Advertorial
Hari Ini 75 Tahun Lalu Bom Atom Dijatuhkan di Hiroshima Jepang, Serangan Nuklir Pertama di Dunia yang Lenyapkan Ratusan Ribu Nyawa
Intisari-Online.com - Tujuh puluh lima tahun yang lalu, 6 Agustus 1945, jatuh serangan bom atom di kota Hiroshima, Jepang.
Menyusul 3 hari kemudian sebuah serangan serupa di kota Nagasaki.
Peristiwa tersebut merupakan sebuah serangan nuklir pertama di dunia yang melenyapkan ratusan ribu orang.
Mengutip Kompas.com, saat itu kota Hiroshima memiliki populasi penduduk sebanyak 350.000 orang dan Nagasaki sebanyak 240.000 orang.
Akibat serangan bom atom, korban tewas di Hiroshima mencapai 140.000 dan 70.000 di Nagasaki.
Bom atom menargetkan 2 kota yang dikenal sebagai situs militer Jepang, menghancurkan 9 dari 10 bangunan di Hiroshima dan lebih dari sepertiga bangunan di Nagasaki.
Jepang sendiri merupakan satu-satunya negara yang pernah mengalami serangan nuklir.

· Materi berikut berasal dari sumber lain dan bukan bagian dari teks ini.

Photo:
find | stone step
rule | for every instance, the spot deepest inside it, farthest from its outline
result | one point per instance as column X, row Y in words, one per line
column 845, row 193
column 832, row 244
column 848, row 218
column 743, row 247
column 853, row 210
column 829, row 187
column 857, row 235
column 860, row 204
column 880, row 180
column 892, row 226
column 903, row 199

Sementara pemilihan lokasi dijatuhkannya bom telah dimulai sejak sekitar awal 1945.
Target-target dari daftar kota di Jepang disusun dan dievaluasi.
Hiroshima yang merupakan kota terbesar ketujuh Jepang ada di urutan teratas daftar itu.
Sementara itu Kyoto tidak jadi target karena faktor sejarah dan budayanya.
Peristiwa pengeboman ini menjadi salah satu sejarah yang tak terlupakan sepanjang masa.
Bahkan hingga kini keputusan yang diambil untuk menjatuhkan bom atom di Jepang masih diselimuti kontroversial.
Melansir The Sun, pada Juli 1945, Presiden AS Harry Truman memerintahkan agar bom atom, yang dikembangkan oleh ilmuwan Proyek Manhattan, dijatuhkan di enam kota di Jepang setelah pemboman konvensional tanpa akhir terbukti tidak membuahkan hasil.
Amerika sangat membutuhkan cara untuk menghentikan konflik, menghitung invasi ke Jepang akan berlarut-larut selama bertahun-tahun dan memakan jutaan nyawa Sekutu.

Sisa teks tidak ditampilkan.